Senate Dems reach deal on tentative MTA planBy
The final two pieces of the Democratic puzzle have fallen into place. After closed-door meetings in Albany on Monday, the final two Democratic holdouts in the State Senate — Craig M. Johnson and Brian X. Foley, both of Long Island — have agreed to support the latest iteration of the MTA funding plan.
This plan, according to reports, will generate approximately $1.7 billion in revenue for the beleaguered MTA. It culls this money from a small payroll tax in the counties in and around New York City that receive MTA service, a 50-cent taxi drop-off surcharge and higher fees for car registration and driver’s licenses.
William Neuman and Nicholas Confessore of The Times had more on the back-room politicking that has resulted in something of an MTA funding plan:
The senators said they were swayed by a commitment from Gov. David A. Paterson to reimburse school districts for the cost of a payroll tax that is the centerpiece of the rescue plan.
Mr. Johnson said that after discussing the issue with the majority leader, he was comfortable that “the residents of school districts are going to be protected appropriately when it comes to school taxes.”
Mr. Johnson and Mr. Foley said, however, that their support was contingent on the final wording of the rescue legislation, which is still being negotiated.
“There’s a framework that we believe we have agreed upon,” Mr. Smith said. “However, as I will always tell people, the devil’s in the details.”
Without this funding plan in place, the MTA is prepared to enact a Doomsday budget scenario. Service across the city will be scaled back or eliminated, and the fares will skyrocket by nearly 25 percent. Our precious 30-day Unlimited Ride MetroCards would cost $103.
As The Daily News’ Glenn Blain and Pete Donohue note though, the Senate plan will roll back those hikes and cuts. According to the two reporters, the MTA will increase the base fare to $2.25 instead of $2.50, and monthly MetroCards will cost $88. Meanwhile, the MTA will be able to mainatin the bus and subway routes scheduled for elimination, and service can remain at current levels.
For now, this is something of a victory for transit advocates. The state is, pending passage of this bill, finally providing for a dedicate source of revenue for the MTA. This is not just a one-year stop-gap measure. This payroll tax and taxi surcharge will remain in place in perpetuity.
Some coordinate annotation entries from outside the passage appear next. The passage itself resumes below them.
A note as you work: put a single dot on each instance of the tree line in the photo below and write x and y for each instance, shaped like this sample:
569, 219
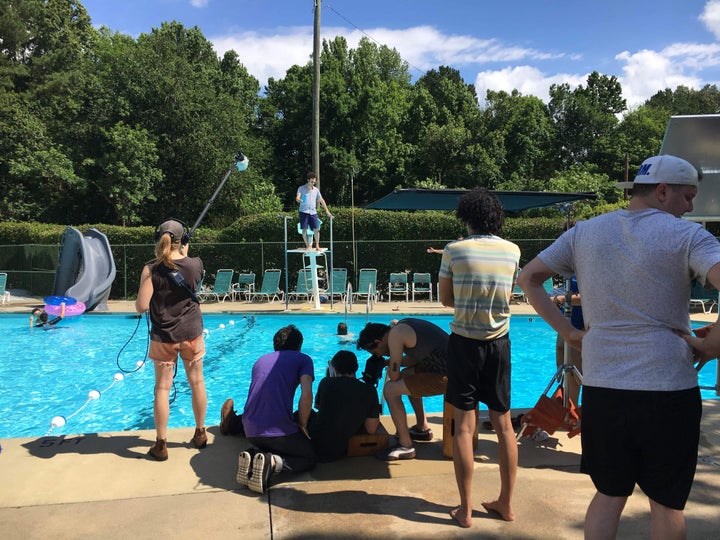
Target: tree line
100, 127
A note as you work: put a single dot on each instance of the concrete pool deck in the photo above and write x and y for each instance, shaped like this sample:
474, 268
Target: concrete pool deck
101, 485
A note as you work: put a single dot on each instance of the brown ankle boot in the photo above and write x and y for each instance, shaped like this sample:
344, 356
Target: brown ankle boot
159, 450
200, 438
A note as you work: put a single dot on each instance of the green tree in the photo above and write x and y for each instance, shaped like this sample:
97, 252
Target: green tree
524, 125
584, 118
684, 100
127, 172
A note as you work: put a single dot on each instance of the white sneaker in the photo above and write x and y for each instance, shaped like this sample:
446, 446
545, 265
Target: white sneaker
395, 453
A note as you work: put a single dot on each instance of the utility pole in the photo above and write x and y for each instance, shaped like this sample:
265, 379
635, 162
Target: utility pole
316, 93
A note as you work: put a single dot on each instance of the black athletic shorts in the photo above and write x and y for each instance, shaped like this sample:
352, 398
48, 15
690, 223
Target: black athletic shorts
648, 438
478, 371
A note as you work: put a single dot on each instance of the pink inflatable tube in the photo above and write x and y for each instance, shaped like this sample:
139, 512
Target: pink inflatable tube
78, 308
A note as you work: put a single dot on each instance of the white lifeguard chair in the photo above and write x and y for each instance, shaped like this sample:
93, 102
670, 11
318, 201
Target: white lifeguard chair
310, 262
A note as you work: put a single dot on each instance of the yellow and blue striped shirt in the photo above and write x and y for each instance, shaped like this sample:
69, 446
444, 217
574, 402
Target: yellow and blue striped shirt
482, 269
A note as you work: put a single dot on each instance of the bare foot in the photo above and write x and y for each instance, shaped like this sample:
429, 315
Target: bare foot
463, 519
496, 508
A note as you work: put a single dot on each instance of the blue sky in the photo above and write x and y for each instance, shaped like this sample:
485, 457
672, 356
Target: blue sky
527, 45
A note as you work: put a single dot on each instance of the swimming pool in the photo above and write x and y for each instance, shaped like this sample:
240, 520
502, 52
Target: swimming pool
88, 370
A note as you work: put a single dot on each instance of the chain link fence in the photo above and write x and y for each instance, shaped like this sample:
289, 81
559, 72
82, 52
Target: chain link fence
31, 267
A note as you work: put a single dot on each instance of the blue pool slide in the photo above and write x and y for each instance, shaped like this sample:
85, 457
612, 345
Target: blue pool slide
86, 268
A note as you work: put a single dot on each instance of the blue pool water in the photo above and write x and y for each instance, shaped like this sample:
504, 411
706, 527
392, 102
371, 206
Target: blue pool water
52, 373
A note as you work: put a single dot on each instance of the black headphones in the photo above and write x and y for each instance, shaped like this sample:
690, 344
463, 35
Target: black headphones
184, 239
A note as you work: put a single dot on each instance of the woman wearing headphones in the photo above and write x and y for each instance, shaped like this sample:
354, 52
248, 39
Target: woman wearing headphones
167, 288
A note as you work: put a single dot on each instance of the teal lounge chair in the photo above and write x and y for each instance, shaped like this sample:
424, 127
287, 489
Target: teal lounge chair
223, 287
398, 285
422, 284
367, 285
339, 283
245, 285
4, 294
270, 287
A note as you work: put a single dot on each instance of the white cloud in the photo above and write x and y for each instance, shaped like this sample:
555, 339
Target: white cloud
422, 47
642, 73
711, 17
528, 80
647, 72
269, 55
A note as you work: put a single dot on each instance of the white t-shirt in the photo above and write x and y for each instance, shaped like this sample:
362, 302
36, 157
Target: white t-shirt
308, 199
634, 269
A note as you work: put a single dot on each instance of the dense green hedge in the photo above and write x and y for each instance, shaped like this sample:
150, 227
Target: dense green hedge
388, 241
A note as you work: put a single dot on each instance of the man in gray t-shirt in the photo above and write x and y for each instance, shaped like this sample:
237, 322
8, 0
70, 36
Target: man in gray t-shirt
635, 268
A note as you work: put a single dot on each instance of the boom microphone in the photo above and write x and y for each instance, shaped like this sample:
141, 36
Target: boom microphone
241, 164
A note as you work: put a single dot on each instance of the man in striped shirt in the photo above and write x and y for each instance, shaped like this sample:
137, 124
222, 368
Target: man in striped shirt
476, 278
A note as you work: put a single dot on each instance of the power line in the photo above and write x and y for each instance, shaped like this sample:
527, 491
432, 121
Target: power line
363, 32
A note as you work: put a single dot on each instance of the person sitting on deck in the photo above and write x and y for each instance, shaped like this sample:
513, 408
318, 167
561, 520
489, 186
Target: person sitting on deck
41, 319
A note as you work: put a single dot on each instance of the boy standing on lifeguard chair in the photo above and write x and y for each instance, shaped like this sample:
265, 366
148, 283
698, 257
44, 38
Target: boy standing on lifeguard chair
308, 196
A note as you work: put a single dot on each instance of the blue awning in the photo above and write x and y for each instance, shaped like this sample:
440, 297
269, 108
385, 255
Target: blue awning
447, 199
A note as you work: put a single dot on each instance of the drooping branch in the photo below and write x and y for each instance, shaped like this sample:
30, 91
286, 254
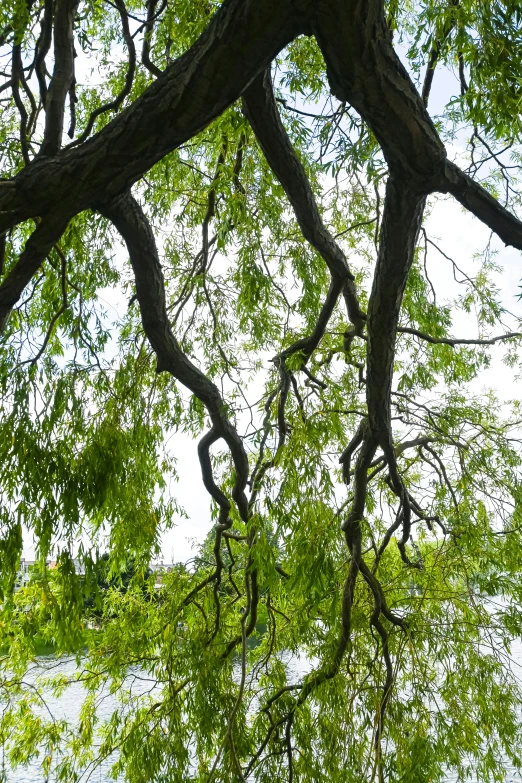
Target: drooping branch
260, 107
42, 48
190, 93
130, 220
37, 247
129, 76
145, 52
435, 52
63, 76
402, 217
400, 227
However, all is not well with the MTA and this plan. As it stands right now, this plan will generate around $1.76 billion for the transit system. With a projected deficit this year of $1.8 billion and a projected deficit of over $2 billion for 2010, this new money will be just enough for the MTA to get by. I’ll examine the capital funding issues later today, but prospects are hazy, at best, for the MTA’s state of good repair program and its expansion plans.
Politically, for now, this move will reassure the voting public in New York that the State Senate is keeping an eye on transit. I don’t really trust that eye, and I don’t really see our legislature dedicated to a long-term solution. Today, though, Doomsday is one step closer to being one step further away.